豊島区役所が、定義ファイルに依存しないアンチマルウェアソフトやネットワークフォレンジックツールを組み合わせたセキュリティシステムを構築、運用している。アンチマルウェアソフトなどを手掛けるFFRIが発表した。
同区では、2015年5月に現庁舎への移転を契機にITの運用体制を見直し、休日や夜間も稼働する業務システムについて有人による24時間体制の統合運用管理サービスを導入している。この一環として新たなセキュリティ対策の計画を策定し、「ログ管理や通信を全て見るフォレンジック」「未知マルウェア対策としてサンドボックスを利用した製品の採用」などが盛り込まれた。
多層防御で未知の脅威からの防御
セキュリティシステムは、FFRIの「FFRI yarai analyzer」やトーテックアメニティのパケットキャプチャ製品「NetRAPTOR」などで構成される。yarai analyzerは、未知のマルウェアを検出するエンジンを用いた仮想環境での動的解析が可能である点が評価されたという。同区ではメール通信の監視に利用している。

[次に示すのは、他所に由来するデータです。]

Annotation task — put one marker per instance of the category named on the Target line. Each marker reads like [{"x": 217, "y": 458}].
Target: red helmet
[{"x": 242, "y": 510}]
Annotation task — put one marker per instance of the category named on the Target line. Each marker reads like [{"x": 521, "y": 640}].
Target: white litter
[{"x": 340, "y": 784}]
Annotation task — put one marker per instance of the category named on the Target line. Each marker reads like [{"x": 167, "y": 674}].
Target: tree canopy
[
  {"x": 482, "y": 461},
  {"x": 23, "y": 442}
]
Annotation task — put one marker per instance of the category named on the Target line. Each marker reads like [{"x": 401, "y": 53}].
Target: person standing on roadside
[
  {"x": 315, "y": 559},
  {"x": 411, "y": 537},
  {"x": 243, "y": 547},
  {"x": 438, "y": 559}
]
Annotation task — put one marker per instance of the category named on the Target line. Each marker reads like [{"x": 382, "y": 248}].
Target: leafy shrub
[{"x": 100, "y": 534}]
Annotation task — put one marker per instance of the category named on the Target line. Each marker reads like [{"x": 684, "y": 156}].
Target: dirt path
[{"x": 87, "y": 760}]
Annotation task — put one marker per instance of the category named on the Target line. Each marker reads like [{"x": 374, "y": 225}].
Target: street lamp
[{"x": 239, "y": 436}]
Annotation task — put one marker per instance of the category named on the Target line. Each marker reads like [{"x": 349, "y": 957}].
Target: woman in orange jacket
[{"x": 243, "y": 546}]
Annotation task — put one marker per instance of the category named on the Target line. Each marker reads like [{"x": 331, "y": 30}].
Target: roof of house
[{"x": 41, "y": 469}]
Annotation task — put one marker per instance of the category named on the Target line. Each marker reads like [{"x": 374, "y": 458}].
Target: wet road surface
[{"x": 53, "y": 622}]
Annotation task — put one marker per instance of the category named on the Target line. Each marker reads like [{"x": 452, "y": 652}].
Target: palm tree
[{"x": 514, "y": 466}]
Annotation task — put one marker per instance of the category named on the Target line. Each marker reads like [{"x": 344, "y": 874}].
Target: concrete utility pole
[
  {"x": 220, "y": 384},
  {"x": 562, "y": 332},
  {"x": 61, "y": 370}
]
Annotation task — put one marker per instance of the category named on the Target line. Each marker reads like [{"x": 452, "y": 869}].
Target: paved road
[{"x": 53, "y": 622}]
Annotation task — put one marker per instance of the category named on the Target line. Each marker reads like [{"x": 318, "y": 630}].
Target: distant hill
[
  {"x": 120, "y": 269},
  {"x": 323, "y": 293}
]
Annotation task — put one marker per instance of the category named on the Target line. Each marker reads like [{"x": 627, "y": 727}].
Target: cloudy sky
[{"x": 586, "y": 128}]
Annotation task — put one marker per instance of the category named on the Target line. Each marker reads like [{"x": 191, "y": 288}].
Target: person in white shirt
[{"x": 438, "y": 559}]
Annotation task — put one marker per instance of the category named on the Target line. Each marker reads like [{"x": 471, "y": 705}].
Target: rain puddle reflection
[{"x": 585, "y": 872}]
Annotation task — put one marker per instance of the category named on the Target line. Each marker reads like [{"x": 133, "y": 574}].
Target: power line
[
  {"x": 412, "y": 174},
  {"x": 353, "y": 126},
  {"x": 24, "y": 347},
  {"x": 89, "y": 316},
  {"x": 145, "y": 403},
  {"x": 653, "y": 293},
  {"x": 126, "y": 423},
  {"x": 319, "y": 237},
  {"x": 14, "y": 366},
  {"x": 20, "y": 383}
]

システムの運用開始後に、数件のマルウェアが検出されたが、統合運用管理サービスのヘルプデスク担当者が検出後すぐに庁舎内でFFRI yarai analyzerを使った解析を行い、情報管理課へ迅速に報告できたケースがあるという。この際のマルウェアは、大事故につながるようなものではなかったが、豊島区では今後、深刻なマルウェアが検知されても、外部に依頼することなく、スピーディに庁舎内で解析できるとしている。